Of course, bad guy/good guy alien stories have fascinated us throughout the century of millennium's end. Science fiction, the unique literary voice of our century, would scarcely be imaginable without them. Still, as we approach millennium's beginning, the fascination is approaching the obsessive-compulsive level.

The most significant event of summer 1996 was not either political convention, not Dick Morris, not the Atlanta Olympics, not even the prospect of O.J. revisited: it was Independence Day, a medium-budget, high-tech, bad-space-guys-come-to-kick-earth's-butt-but-we-kick-their-butt epic that, with cheesier effects, would have fit right into the 1950s. And yet it generated lines around the block, and it is one of the few movies ever to have been a cover story on both Time and Newsweek - before its premiere.

Mere hype? Sure. But don't underestimate hype as an index of the national psyche. The trick of advertising is not to tell folks what they should like, but to tell them it's okay to like what they already do like.

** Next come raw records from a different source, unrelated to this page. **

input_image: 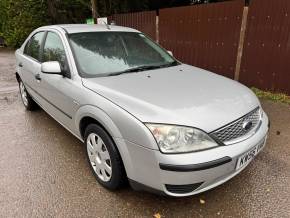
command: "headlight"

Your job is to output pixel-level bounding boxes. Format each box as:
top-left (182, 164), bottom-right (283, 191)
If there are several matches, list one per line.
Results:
top-left (146, 123), bottom-right (218, 153)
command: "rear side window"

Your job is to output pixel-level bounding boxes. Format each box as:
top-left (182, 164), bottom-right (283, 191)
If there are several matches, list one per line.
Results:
top-left (24, 32), bottom-right (44, 61)
top-left (42, 32), bottom-right (66, 69)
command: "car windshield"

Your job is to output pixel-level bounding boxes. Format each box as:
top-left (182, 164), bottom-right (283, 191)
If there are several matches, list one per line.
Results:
top-left (69, 32), bottom-right (178, 77)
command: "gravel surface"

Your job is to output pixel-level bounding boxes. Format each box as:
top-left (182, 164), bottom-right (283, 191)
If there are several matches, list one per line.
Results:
top-left (0, 48), bottom-right (290, 218)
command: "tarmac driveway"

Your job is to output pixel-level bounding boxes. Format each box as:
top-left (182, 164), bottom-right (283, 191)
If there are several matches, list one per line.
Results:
top-left (0, 48), bottom-right (290, 217)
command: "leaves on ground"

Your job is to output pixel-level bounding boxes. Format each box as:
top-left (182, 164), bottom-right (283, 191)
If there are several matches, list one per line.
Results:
top-left (153, 213), bottom-right (161, 218)
top-left (199, 198), bottom-right (205, 204)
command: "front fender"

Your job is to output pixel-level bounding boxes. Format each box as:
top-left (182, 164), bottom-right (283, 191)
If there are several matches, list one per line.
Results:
top-left (75, 105), bottom-right (122, 138)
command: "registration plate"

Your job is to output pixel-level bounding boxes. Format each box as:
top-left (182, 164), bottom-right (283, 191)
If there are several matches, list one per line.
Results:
top-left (236, 139), bottom-right (266, 170)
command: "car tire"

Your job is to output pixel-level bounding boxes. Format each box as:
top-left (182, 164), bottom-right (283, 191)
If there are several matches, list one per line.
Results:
top-left (19, 80), bottom-right (38, 111)
top-left (84, 124), bottom-right (127, 190)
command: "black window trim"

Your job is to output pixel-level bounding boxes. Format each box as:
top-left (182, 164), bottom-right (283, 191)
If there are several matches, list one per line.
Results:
top-left (23, 30), bottom-right (47, 64)
top-left (40, 30), bottom-right (71, 79)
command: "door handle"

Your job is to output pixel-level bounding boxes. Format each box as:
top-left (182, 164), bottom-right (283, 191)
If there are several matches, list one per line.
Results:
top-left (35, 73), bottom-right (41, 81)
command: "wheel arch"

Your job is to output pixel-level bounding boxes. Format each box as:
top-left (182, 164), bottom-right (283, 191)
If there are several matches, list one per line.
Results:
top-left (75, 105), bottom-right (122, 139)
top-left (75, 105), bottom-right (132, 176)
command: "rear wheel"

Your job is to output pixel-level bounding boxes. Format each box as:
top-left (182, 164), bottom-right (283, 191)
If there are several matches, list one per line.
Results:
top-left (19, 80), bottom-right (37, 111)
top-left (85, 124), bottom-right (126, 190)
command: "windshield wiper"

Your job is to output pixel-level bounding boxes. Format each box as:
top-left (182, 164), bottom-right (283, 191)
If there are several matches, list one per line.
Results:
top-left (107, 65), bottom-right (160, 76)
top-left (107, 61), bottom-right (179, 76)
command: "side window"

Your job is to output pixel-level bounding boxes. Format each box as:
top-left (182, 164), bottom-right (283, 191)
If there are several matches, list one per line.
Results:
top-left (43, 32), bottom-right (66, 69)
top-left (24, 32), bottom-right (44, 61)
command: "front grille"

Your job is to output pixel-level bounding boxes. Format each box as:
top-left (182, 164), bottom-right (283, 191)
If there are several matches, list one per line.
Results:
top-left (211, 107), bottom-right (261, 144)
top-left (165, 182), bottom-right (203, 194)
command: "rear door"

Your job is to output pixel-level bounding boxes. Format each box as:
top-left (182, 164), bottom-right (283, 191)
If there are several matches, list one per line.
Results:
top-left (17, 31), bottom-right (45, 102)
top-left (39, 31), bottom-right (79, 129)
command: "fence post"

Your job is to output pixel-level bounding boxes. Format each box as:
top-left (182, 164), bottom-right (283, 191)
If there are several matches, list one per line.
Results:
top-left (234, 7), bottom-right (249, 81)
top-left (155, 14), bottom-right (159, 43)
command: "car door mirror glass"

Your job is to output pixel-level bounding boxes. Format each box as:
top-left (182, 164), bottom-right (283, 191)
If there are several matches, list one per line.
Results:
top-left (41, 61), bottom-right (62, 75)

And Independence Day is only the tip of the iceberg - or, better, the leading edge of the saucer. Hollywood has already scheduled a baker's dozen and more of invader films - including the much awaited Mars Attacks, by the wonderfully eccentric Tim Burton (Edward Scissorhands). On TV for the last three seasons the most interesting, classy show has been Fox's "The X-Files," whose ongoing premise is that aliens have landed, are here, and the government is covering it up: something, by the way, that a scary number of folks really believe. Fox and the three other major networks have all written into this fall's schedule a slew of new series centering around the alien-invader theme - including one with the eloquently economical title, "Dark Skies" (ABC). The fact is that, even if actual saucers never actually land here, we have been invaded by aliens - not from outer, but from inner space, from the abandoned - we thought - mineshafts of the imagination. Look around: they're here.

But just who are they? A little history will help.

The first invasion of Earth from another planet occurred in 1898, in H. G. Wells's The War of the Worlds. I hope someone will organize a suitable centennial celebration, since this is the sort of literary event that does not often happen: no one before Wells had thought to envision an advanced, unsympathetic, murderous force showing earthlings their pathetic littleness. Science fiction had begun - as had twentieth-century Angst, which, of course, is the tonic chord of science fiction altogether.

1898: two years before 1900, which is almost as apocalyptic a number as 2000, and when international tensions and military buildups throughout Europe had virtually ensured that the First World War would, sooner or later, break out. Wells's novel spoke to just that sense of dread of the future century: in fact, his invading Martians were the future century or, even more plainly, the future.

And no sci-fi invader story has ever, really, trespassed the boundaries of Wells's original invention - which does not mean that there haven't been brilliant, unexpected variations on the theme. The aliens are always the future - yours and mine. They can be purely malevolent, as in War of the Worlds; they can be semidivine and kindly, as in Stephen Spielberg's Close Encounters of the Third Kind; and they can be a puzzling mirror of our own moral complexity, as in "The X-Files" or the brilliant, recently resurrected Series from the eighties, "Alien Nation" (get the pun?). But they are always a projection of what we feel ourselves to be now, of where we think we're headed now. Science fiction is not, to use the dismissive academic phrase, "escape literature." It's more like no-escape, no-way-out literature. It's about the "future" only in the sense that your life is about the future when you climb out of bed in the morning. Or, as someone once observed, sci-fi is always "about" the precise year in which it was written.

In fact, you could write a revealing spiritual history of Anglo-American aspirations and expectations just by tracking the various ways the aliens, since 1898, have appeared.

Do they come to damn us or save us? Are they commies or missionaries? Or are they just - as in, say E.T. - feel-good imaginary friends, straight from the New Age nonthink tanks of Marin County? Whatever they are, at various times, all these things - they are always mirrors, barometers of our hope. They're also, of course, as is all sci-fi, deeply religious manifestations. As we approach millennium - an artificial, Eurocentric date certainly, but just as certainly inescapable - our quantum physicists grow more mystical, our philosophers and theologians become more obsessed with the ancient, this-world-is-merely-illusion wisdom of the Gnostics, and prophets and madmen of every stripe plan for the End of Reality as We Know It. And the rest of us watch more and more movies and TV shows about alien visitors.